# Small bag for 5D3 + 40 pancake



## Phenix205 (Jul 2, 2012)

Hello, all.

Looking for a smallest possible bag for 5d3+40 that I can put in a hiking pack, regular backpack, my wife's hand bags, and my daughter's diaper bag. I'd like to be able to take the combo everywhere practical. I looked at the Lencoat pouch pro online but not sure it would provide adequate protection. Any suggestion would be highly appreciated.


----------



## JerryKnight (Jul 2, 2012)

I've become a big fan of Think Tank, and they have a couple cases that might suit your needs.

Slim Changer - if you don't have the battery grip.

Speed Change v2 - if you have the grip.

I haven't used either of these, but Think Tank has a pretty good track record for me.


----------



## dr croubie (Jul 2, 2012)

I was thinking this the other day (except for my EOS3 and/or 7D), all i've got is my Lowepro 350AW and Toploader Zoom 55AW, with the pancake on they're likely to get lost at the bottom.
So thanks, I might check out those Thinktanks, if I can find anywhere around here that sells them that is.


----------



## neuroanatomist (Jul 2, 2012)

JerryKnight said:


> Slim Changer - if you don't have the battery grip.
> 
> Speed Change v2 - if you have the grip.



An alternative to the second one (with grip) is the Lowepro S&F Utility Bag 100 AW - fits a gripped body perfectly, and has an all-weather cover tucked away in the bottom.


----------



## Phenix205 (Jul 2, 2012)

Thank you Jerry and Neuro. I will check them out. I may also try the Lenscoat pouch to see if it provides good protection.

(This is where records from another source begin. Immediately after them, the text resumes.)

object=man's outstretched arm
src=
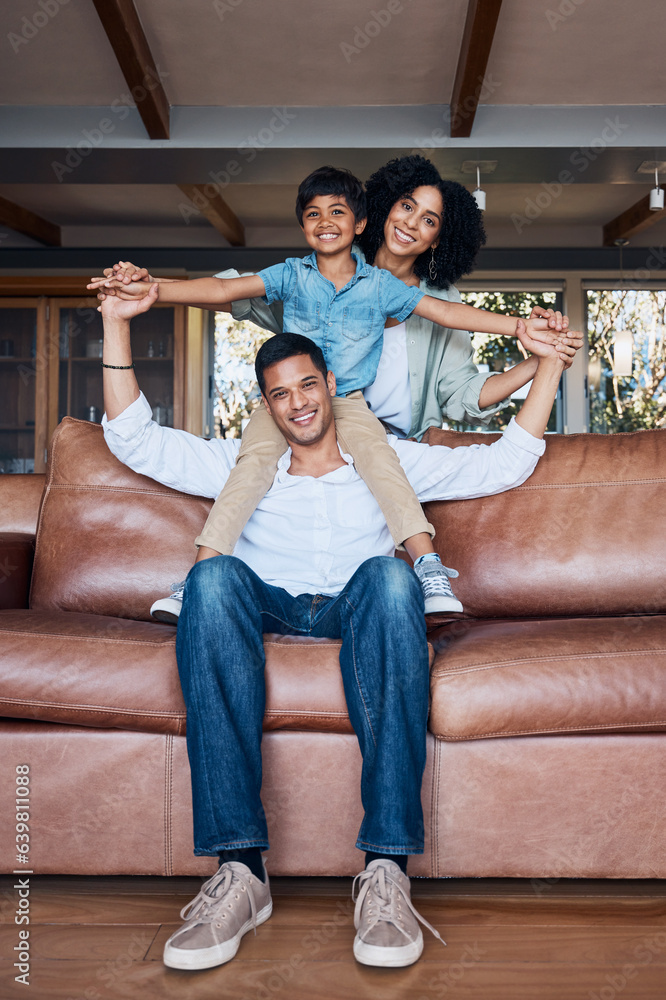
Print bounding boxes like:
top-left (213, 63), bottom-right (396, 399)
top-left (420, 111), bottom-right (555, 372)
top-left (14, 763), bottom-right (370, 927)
top-left (101, 282), bottom-right (157, 420)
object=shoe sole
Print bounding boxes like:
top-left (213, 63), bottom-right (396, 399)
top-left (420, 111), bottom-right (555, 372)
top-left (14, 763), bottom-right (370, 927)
top-left (150, 597), bottom-right (182, 625)
top-left (353, 930), bottom-right (423, 968)
top-left (423, 596), bottom-right (464, 614)
top-left (163, 900), bottom-right (273, 970)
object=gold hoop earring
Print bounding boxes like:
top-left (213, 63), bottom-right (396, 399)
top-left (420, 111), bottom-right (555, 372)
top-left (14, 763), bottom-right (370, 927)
top-left (428, 247), bottom-right (437, 282)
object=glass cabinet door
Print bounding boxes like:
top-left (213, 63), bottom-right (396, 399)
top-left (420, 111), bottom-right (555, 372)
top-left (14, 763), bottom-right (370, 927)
top-left (0, 302), bottom-right (39, 473)
top-left (55, 300), bottom-right (179, 428)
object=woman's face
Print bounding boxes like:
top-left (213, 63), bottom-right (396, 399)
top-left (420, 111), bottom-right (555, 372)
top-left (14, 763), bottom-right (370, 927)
top-left (383, 185), bottom-right (444, 257)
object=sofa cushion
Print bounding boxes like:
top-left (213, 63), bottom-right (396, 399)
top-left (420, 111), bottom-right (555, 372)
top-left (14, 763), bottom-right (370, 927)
top-left (421, 426), bottom-right (666, 619)
top-left (0, 473), bottom-right (45, 534)
top-left (0, 533), bottom-right (34, 610)
top-left (0, 612), bottom-right (434, 736)
top-left (30, 418), bottom-right (212, 621)
top-left (429, 615), bottom-right (666, 740)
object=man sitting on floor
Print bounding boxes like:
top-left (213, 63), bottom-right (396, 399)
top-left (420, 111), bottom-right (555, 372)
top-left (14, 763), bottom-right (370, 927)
top-left (100, 284), bottom-right (570, 971)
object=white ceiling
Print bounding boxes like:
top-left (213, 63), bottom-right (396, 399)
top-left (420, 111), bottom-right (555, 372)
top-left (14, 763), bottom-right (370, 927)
top-left (0, 0), bottom-right (665, 258)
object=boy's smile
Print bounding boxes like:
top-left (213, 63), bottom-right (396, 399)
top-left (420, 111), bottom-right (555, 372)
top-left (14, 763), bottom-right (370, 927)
top-left (301, 194), bottom-right (366, 256)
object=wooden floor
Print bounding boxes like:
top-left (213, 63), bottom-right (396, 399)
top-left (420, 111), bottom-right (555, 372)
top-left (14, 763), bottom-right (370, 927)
top-left (1, 875), bottom-right (665, 999)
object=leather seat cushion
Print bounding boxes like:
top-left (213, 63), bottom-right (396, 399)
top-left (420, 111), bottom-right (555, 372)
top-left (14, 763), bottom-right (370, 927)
top-left (429, 615), bottom-right (666, 740)
top-left (0, 611), bottom-right (434, 736)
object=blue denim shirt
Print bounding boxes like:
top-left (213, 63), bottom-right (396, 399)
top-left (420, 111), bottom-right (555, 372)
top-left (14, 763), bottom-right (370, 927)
top-left (258, 251), bottom-right (424, 396)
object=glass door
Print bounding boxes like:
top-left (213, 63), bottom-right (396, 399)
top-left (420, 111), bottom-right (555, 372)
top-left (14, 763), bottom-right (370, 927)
top-left (0, 300), bottom-right (40, 473)
top-left (53, 299), bottom-right (180, 431)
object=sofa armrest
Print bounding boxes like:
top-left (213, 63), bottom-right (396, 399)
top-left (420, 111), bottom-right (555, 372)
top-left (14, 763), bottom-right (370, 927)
top-left (0, 533), bottom-right (35, 611)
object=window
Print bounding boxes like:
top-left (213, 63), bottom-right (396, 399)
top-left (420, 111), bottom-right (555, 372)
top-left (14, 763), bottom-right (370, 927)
top-left (586, 288), bottom-right (666, 433)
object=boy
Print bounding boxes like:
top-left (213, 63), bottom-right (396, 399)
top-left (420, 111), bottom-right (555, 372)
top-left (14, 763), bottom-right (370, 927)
top-left (89, 166), bottom-right (574, 618)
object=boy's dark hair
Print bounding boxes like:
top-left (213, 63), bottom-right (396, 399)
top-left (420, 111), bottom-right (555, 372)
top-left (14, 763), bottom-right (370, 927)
top-left (295, 165), bottom-right (367, 226)
top-left (255, 333), bottom-right (328, 395)
top-left (356, 154), bottom-right (486, 289)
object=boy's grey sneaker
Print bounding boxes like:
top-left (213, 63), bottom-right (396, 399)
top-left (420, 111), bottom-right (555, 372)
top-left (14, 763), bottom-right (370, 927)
top-left (163, 860), bottom-right (272, 970)
top-left (413, 559), bottom-right (463, 614)
top-left (150, 580), bottom-right (186, 624)
top-left (352, 859), bottom-right (446, 968)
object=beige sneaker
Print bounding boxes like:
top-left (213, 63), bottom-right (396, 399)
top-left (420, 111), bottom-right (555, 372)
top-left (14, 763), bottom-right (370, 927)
top-left (352, 859), bottom-right (446, 967)
top-left (163, 861), bottom-right (272, 970)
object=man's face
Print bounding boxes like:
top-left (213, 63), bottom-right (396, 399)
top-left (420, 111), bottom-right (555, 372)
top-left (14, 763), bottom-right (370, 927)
top-left (262, 354), bottom-right (336, 447)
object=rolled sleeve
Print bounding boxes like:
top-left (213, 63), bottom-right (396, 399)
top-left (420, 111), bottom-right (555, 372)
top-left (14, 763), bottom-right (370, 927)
top-left (378, 269), bottom-right (425, 321)
top-left (215, 269), bottom-right (283, 332)
top-left (257, 262), bottom-right (293, 305)
top-left (444, 370), bottom-right (512, 424)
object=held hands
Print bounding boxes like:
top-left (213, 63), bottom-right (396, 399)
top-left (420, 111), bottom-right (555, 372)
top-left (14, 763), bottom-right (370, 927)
top-left (515, 317), bottom-right (583, 368)
top-left (99, 281), bottom-right (159, 321)
top-left (88, 260), bottom-right (155, 307)
top-left (522, 304), bottom-right (569, 346)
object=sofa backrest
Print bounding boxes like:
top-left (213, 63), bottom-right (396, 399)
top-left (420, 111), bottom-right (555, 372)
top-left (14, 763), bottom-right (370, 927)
top-left (30, 418), bottom-right (213, 621)
top-left (30, 417), bottom-right (666, 621)
top-left (421, 425), bottom-right (666, 618)
top-left (0, 474), bottom-right (46, 534)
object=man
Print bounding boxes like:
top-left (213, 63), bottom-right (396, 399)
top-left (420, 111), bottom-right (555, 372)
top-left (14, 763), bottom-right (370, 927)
top-left (100, 285), bottom-right (570, 972)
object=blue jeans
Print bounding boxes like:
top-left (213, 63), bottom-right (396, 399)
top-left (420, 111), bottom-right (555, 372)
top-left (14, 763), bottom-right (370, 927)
top-left (175, 555), bottom-right (429, 857)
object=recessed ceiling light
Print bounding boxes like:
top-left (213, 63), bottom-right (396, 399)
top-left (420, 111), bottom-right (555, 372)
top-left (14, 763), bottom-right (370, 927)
top-left (461, 160), bottom-right (497, 175)
top-left (636, 160), bottom-right (666, 175)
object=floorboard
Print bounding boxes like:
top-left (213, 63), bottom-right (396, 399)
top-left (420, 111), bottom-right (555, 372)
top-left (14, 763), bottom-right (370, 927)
top-left (1, 876), bottom-right (664, 1000)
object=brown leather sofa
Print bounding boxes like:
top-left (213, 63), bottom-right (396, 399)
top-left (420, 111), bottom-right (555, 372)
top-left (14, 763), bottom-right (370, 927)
top-left (1, 418), bottom-right (665, 878)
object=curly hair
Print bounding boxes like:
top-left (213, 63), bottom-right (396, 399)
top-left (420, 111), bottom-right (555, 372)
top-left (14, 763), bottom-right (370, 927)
top-left (357, 155), bottom-right (486, 289)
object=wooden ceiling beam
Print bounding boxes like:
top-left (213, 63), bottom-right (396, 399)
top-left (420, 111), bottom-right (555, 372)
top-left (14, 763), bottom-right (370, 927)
top-left (603, 192), bottom-right (666, 246)
top-left (178, 185), bottom-right (246, 247)
top-left (91, 0), bottom-right (170, 140)
top-left (450, 0), bottom-right (504, 138)
top-left (0, 195), bottom-right (61, 246)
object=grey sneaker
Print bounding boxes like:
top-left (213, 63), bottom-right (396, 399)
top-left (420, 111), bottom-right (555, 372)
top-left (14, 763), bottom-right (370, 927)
top-left (413, 559), bottom-right (463, 614)
top-left (352, 859), bottom-right (446, 967)
top-left (151, 580), bottom-right (186, 625)
top-left (163, 861), bottom-right (272, 970)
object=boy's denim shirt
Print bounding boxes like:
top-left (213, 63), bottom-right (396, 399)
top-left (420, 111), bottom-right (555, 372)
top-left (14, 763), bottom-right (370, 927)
top-left (258, 251), bottom-right (424, 396)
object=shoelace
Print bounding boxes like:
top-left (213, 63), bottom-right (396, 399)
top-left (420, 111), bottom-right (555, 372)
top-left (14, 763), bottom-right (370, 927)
top-left (180, 862), bottom-right (259, 933)
top-left (169, 580), bottom-right (186, 600)
top-left (419, 564), bottom-right (458, 599)
top-left (352, 864), bottom-right (446, 948)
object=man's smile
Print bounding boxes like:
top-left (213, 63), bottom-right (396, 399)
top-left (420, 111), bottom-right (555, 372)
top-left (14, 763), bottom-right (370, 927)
top-left (290, 408), bottom-right (317, 426)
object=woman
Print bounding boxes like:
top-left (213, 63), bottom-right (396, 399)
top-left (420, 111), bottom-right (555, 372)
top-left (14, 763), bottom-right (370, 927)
top-left (355, 154), bottom-right (567, 439)
top-left (99, 154), bottom-right (573, 439)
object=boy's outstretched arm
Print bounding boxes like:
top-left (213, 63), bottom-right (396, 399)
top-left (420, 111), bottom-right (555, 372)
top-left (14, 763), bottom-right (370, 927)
top-left (413, 294), bottom-right (577, 348)
top-left (88, 272), bottom-right (266, 307)
top-left (92, 260), bottom-right (238, 312)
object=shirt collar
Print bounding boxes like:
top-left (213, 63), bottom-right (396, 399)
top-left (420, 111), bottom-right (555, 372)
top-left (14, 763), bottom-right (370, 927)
top-left (275, 444), bottom-right (355, 482)
top-left (301, 249), bottom-right (372, 282)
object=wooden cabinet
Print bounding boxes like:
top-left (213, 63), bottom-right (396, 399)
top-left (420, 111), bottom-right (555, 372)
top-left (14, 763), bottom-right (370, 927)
top-left (0, 278), bottom-right (199, 474)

http://www.lenscoat.com/bodybag-pro%C2%AE-p-477.html?osCsid=40f843d9b0c60c6fa3b43beca4914a29


----------



## tphillips63 (Jul 10, 2012)

Great question and answers all. I did not even realize I needed a case like that until I read this thread and saw the suggestions.


----------



## crasher8 (Jul 10, 2012)

I 2nd the Lowepro, nice and snug fit for a gripped with small lens, my buddy uses it with a 5d2 and a 24.


----------



## cnardo (Jul 11, 2012)

*what about a Rebel T41 w/ a battery pack and 15-135 IS STM lens attached?*

Any suggestions for a old style camera case (soft neoprene preferred) that surrounds the camera w/battery pack and lens attached? Like to keep it all together for when I transport.


----------